Dünya Seyahat ve Turizm Konseyi (WTCC) verilerine göre, küresel sera gazı emisyonlarının yüzde 11'i turizm faaliyetlerinden kaynaklanıyor ve bu oranın 2050 yılında iki katına çıkması bekleniyor. Bu gidişatı durdurmak için turizm faaliyetlerinin sürdürülebilir hale getirilmesi önem taşıyor.

Sürdürülebilir turizm ve ulaşım üzerine çalışan, konu üzerine birçok kitabı bulunan Gössling, turizm ve iklim krizi arasındaki ilişkiyi AA muhabirine anlattı.

Turizmin en önemli paydaşlarından birinin hava yolu ulaşımı olduğunu ve dünya nüfusunun yüzde 4'ünün bir yılda ülke sınırlarını aşan seyahatler yaptığını belirten Gössling, havacılık sektörünün küresel karbon emisyonunun yüzde 10'undan sorumlu olduğu bilgisini paylaştı.

Sürdürülebilir havacılık için uçaklarda çevre dostu batarya, biyoyakıt, hidrojen ya da sentetik yakıt gibi seçeneklerin kullanılması üzerine tartışıldığını anlatan Gössling, bunların bazılarının kaynak sıkıntısı, bazılarının ise henüz uçaklarda kullanılabilecek seviyede geliştirilememesi nedeniyle kısa vadede gerçekçi seçenekler olmadığını ifade etti.

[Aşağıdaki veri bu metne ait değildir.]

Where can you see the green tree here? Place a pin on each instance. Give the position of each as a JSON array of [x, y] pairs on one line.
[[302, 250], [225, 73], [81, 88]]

Gössling bu tarz değişimlerin, uçakların dizaynından havalimanlarının altyapısına kadar birçok konuda dönüşüm gerektirdiğinin ve bunun da ciddi maliyetlere yol açacağının altını çizdi.

"Havacılık sektörünün emisyon azaltma çabası sıfır"

Havacılık sektöründeki düzenlemelerin sürdürülebilirliğe etkisinden bahseden Gössling, şunları söyledi:

"Sivil havacılık faaliyetleri Uluslararası Sivil Havacılık Örgütü (ICAO) tarafından düzenleniyor. Sorun şu ki, havacılık sektöründeki düzenlemeler esasen 1997'de imzalanan Kyoto Protokolü'nde yer alıyordu. ICAO, çözüm için 20 yıl müzakere etti ve 2016'da, Uluslararası Havacılık İçin Karbon Denkleştirme ve Azaltma Şeması (CORSIA) planı ile ortaya çıktı. Ama bu plan esasen suya düştü. Çünkü en basit hali ile bu konsept, emisyonu düşürmeye değil dengelemeye odaklı. Dengeleme diyorsunuz ama havacılık alanı emisyonuna devam ediyor. Denge olabilmesi için karbon havuzlarınızın büyümesi lazım, çünkü kurtardıklarınızdan daha fazlasını salıyorsunuz."

Havacılık sektörünün 2050 yılı için koyduğu karbon net sıfır hedefine ulaşması konusuna da değinen Gössling, "Bunun için farklı yakıtlara da ihtiyacınız var ve CORSIA ile o noktaya gelemeyiz. Bu noktada havacılık sektörünün emisyon azaltma çabası sıfır. Konuyla ilgili başka girişimler olsa da, etkileri çok az." dedi.

Her turistik faaliyetin iklim krizi üzerinde aynı derecede etkisinin olmadığını kaydeden Gössling, "Kruvaziyer turizmi bu konuda çok güzel bir örnek. Kruvaziyerler, turizmden kaynaklanan karbon emisyonunun yüzde 1,5'inden sorumlu. Çünkü çok fazla enerji harcıyorlar. Bu gemilere ulaşım için de hava yolunun kullanıldığı düşünüldüğünde kruvaziyerler bir çevre felaketi oluşturuyor." yorumunda bulundu.

"Turist başına düşen yıllık karbon emisyonu miktarı 5 ton civarında"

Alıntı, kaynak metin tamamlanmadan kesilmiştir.